Based on the antenna module, an embodiment of the invention further provides an electronic device including the antenna module.

Since the structure of the electronic device body is the prior art, and the antenna module is described in detail in the above embodiments, the detailed description of the structure of the electronic device in this embodiment is omitted.

The above description is only for the specific embodiments of the present invention, but the scope of the present invention is not limited thereto, and any person skilled in the art can easily conceive of the changes or substitutions within the technical scope of the present invention, and all the changes or substitutions should be covered within the scope of the present invention. Therefore, the protection scope of the present invention shall be subject to the protection scope of the claims.

Claims

1. An antenna module is characterized by comprising an antenna housing and an antenna, wherein the antenna housing and the antenna are arranged at intervals and oppositely, and the working frequency points of the antenna comprise at least two frequency points; the antenna housing is provided with a first surface and a second surface, the first surface is arranged close to the antenna, the second surface is arranged far away from the antenna, different distances are formed between the first surface and the second surface, the maximum distance between the first surface and the second surface is larger than or equal to a first distance, and the minimum distance between the first surface and the second surface is smaller than or equal to a second distance;

2. The antenna module of claim 1, wherein the first surface is a flat surface and the second surface is a curved surface; or, the first surface is a curved surface and the second surface is a plane.

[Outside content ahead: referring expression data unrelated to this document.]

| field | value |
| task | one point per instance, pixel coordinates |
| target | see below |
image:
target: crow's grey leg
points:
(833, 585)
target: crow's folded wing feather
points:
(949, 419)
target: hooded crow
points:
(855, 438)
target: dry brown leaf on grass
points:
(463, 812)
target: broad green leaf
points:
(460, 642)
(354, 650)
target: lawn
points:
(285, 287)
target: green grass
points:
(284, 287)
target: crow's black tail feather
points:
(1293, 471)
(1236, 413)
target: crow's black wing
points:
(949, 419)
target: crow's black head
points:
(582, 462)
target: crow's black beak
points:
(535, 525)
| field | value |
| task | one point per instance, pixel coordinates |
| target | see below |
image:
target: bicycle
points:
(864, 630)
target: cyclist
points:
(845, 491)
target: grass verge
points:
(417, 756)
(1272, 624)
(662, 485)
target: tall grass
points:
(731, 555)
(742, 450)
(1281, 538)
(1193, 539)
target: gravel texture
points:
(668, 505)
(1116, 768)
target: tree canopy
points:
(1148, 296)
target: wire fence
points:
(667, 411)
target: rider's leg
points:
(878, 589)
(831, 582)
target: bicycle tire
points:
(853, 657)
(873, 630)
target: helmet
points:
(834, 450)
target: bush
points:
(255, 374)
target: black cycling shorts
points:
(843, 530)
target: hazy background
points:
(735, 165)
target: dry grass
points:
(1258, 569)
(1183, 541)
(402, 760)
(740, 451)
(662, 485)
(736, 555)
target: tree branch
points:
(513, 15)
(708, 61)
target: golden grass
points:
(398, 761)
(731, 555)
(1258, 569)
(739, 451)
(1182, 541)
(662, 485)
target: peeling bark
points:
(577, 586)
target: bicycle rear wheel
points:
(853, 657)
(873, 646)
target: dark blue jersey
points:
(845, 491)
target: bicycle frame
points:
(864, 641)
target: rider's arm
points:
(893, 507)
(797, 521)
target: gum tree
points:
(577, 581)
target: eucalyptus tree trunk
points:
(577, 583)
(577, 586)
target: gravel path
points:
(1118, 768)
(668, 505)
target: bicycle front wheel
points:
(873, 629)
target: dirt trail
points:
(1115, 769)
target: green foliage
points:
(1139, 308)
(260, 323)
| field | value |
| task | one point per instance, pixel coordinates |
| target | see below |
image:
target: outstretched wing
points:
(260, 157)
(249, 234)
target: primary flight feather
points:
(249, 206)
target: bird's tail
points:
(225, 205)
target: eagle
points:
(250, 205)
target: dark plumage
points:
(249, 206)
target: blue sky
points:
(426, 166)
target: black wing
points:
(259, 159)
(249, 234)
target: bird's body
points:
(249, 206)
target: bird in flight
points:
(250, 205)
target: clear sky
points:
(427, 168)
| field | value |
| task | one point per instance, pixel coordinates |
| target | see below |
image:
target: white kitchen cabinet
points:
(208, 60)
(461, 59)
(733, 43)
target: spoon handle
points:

3. The antenna module of claim 1, wherein the first surface and the second surface are both curved surfaces.

4. The antenna module according to claim 2 or 3, wherein the curved surface is a wave-shaped curved surface, and a direction of arrangement of the wave-shaped curved surface includes a first direction, and the first direction is parallel to a plane on which the antenna is located.

5. The antenna module of claim 4, wherein the corrugated surface further comprises a second direction, and the second direction and the first direction are in a plane parallel to the antenna, wherein the second direction is different from the first direction.

6. The antenna module of claim 5, wherein the first direction is perpendicular to the second direction.

7. The antenna module of claim 3, wherein, when the curved surface is a wave-shaped curved surface, the wave troughs of different wave shapes in the wave-shaped curved surface are the same, and the wave crests of different wave shapes are the same.

8. The antenna module of claim 7, wherein a spacing between the first surface and the second surface varies periodically.

9. The antenna module of claim 1, wherein the first surface and the second surface have different N spacings therebetween, the N spacings comprising a spacing corresponding to each of the two frequency points, and wherein N is an integer greater than 2.

10. An electronic device, comprising an antenna module according to any one of claims 1 to 9.